Lilith blinked, then gave her a sheepish smile.
"That's still in your mind?" Valentina asked, her voice tinged with amusement, but also something gentler.
Lilith shrugged. "Nope. Just... wondering."
Valentina leaned back in her chair, eyes sweeping over the terrace like she was replaying a memory only she could see.
"Exhausting day," she murmured. "Not my proudest moment.''
"I guess I never apologized properly, hmm?"
Lilith laughed under her breath, not expecting it. Not needing it. But it still reached her somewhere she hadn't known was waiting.
"I'm sorry, sweetheart."
Lilith exhaled, slowly. Her chest felt tighter and lighter all at once.
"When your employee spoke to me like that..." she began, her voice thinner now, softer around the edges. "I don't know. I guess it reminded me of how it felt that first day. With you."
Valentina didn't say anything.
But she didn't look away.
"I think I doubted you for a second. And I hated that I did."
Her eyes glistened, not from tears but honesty. "I was just... disappointed."
And then she smiled. Not forced, not polite—something delicate and real, like the first bud of spring pushing through half-frozen soil.
A smile meant for only one person.
Maybe the world wasn't always chaos. Maybe peace was just this: a small table, an apology, and someone who listens.
Valentina had made sure Lilith was certain about attending the theatre opening the next day—her voice calm, deliberate, not leaving room for doubt but still asking. That was her way. Even her affirmations came wrapped in quiet care. And once she was reassured, she drove her home.
But tonight wasn't like the others.
Valentina stood by her car after the ride, one arm casually folded across her waist, the other hand tucked into the pocket of her coat. She looked down at Lilith with the sort of fondness one might reserve for something breakable.
"You need to start dressing warm," she murmured.
Her eyes dropped—subtle, almost apologetic—to Lilith's legs, barely covered by sheer black tights. There was no judgment in her voice. Just concern, so tender it made Lilith's chest tighten.
Lilith nodded softly. She could feel the cold in her bones now, in her fingertips, but it wasn't the cold that kept her frozen in place.
She thought, for a second, about asking Valentina to come upstairs. Just tea. Just a few more minutes. She thought about the way her apartment felt too quiet lately, and how maybe her voice would sound less hollow with Valentina in the room.
But she didn't ask.
She told herself this was enough. That her presence—this quiet moment with her under the dim streetlight—was a kind of closeness that should be honored, not questioned.

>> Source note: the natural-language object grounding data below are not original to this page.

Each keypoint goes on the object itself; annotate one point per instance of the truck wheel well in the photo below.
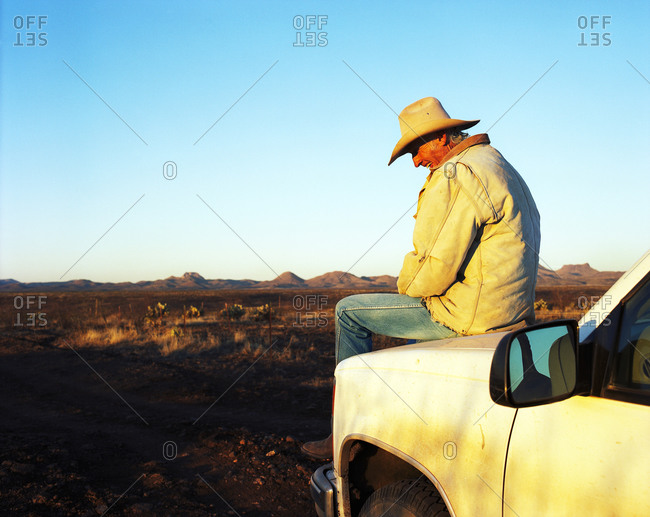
(370, 468)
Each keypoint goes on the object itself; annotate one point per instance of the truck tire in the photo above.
(407, 498)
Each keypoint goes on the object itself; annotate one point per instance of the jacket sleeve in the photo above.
(445, 228)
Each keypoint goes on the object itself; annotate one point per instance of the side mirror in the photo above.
(535, 365)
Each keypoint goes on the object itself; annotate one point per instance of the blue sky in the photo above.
(293, 176)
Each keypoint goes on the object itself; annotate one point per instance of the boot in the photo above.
(320, 450)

Except... Lilith had never been good at leaving things untouched when her heart longed to reach.
So she stepped forward.
Then another.
And without asking, without even breathing too loudly, she slipped her arms around Valentina's waist. Her fingers, cold and unsure, pressed gently into the fabric of her coat.
She laid her head against her chest—not possessively, not dramatically—just politely. Like she was asking to stay for a second longer.

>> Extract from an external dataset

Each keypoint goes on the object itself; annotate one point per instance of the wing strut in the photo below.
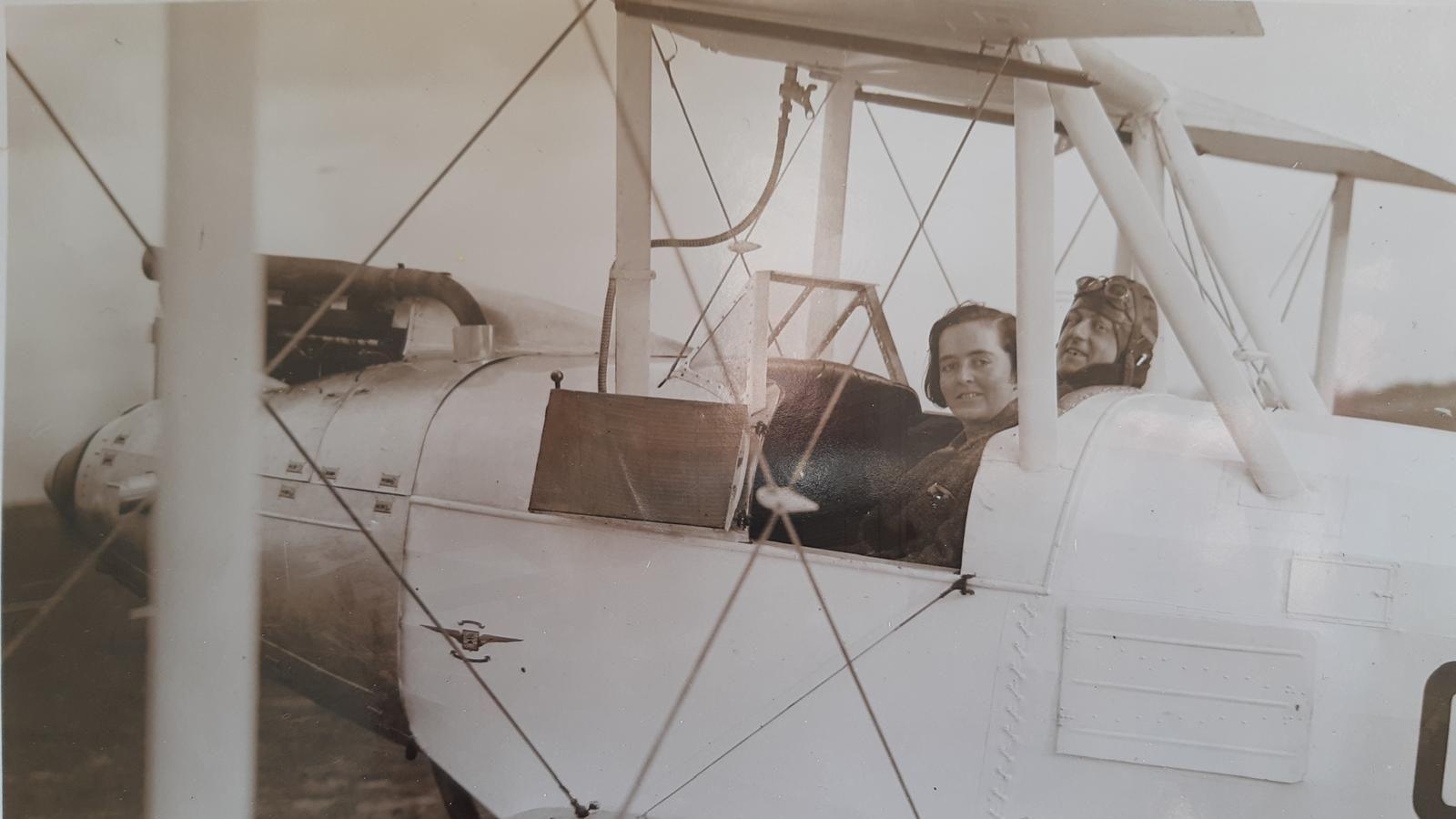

"Thank you," she whispered.
Her voice barely broke the air between them, but Valentina still heard it. She laughed, soft and surprised, the sound brushing against the top of Lilith's head like a promise.

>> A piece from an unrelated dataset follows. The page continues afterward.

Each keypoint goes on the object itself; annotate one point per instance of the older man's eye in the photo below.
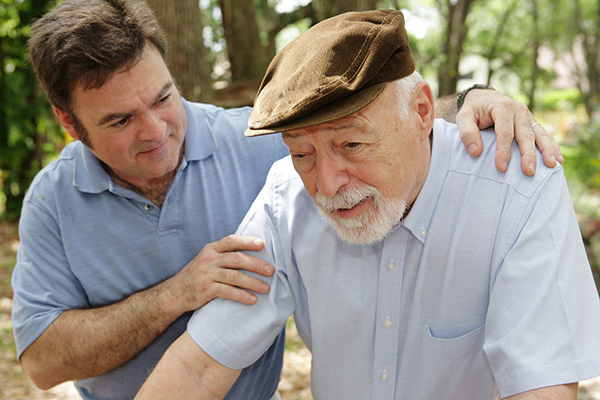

Valentina didn't pull away. Didn't move. Her hand rested lightly on Lilith's back, her touch feather-soft, like she was afraid of pressing too hard and ruining whatever this was.
"See you tomorrow?" Lilith whispered, blushing, her face practically softly pressed against Valentina's breasts.
"You won't cry from missing me too much?" Valentina teased, her voice low and warm.
"I'll try to."
Lilith knew she felt happy.
And that terrified her.
Because happiness—true, soul-warming happiness—was a quiet kind of dangerous.
It made her feel too exposed. Too visible. Like something terrible could touch her now that she had something worth protecting.
Rejection. Disappointment.
Those weren't just words to Lilith. They were ghosts.
She'd spent years learning how to live among them, how to pretend she didn't hear them knocking.
And now—just when everything felt kind, just when her chest was no longer hollow—she found herself wondering: Would she survive it if this crumbled too?
Lilith wasn't sure if her small, breakable heart would be able to handle whatever came next—not when it already felt so much.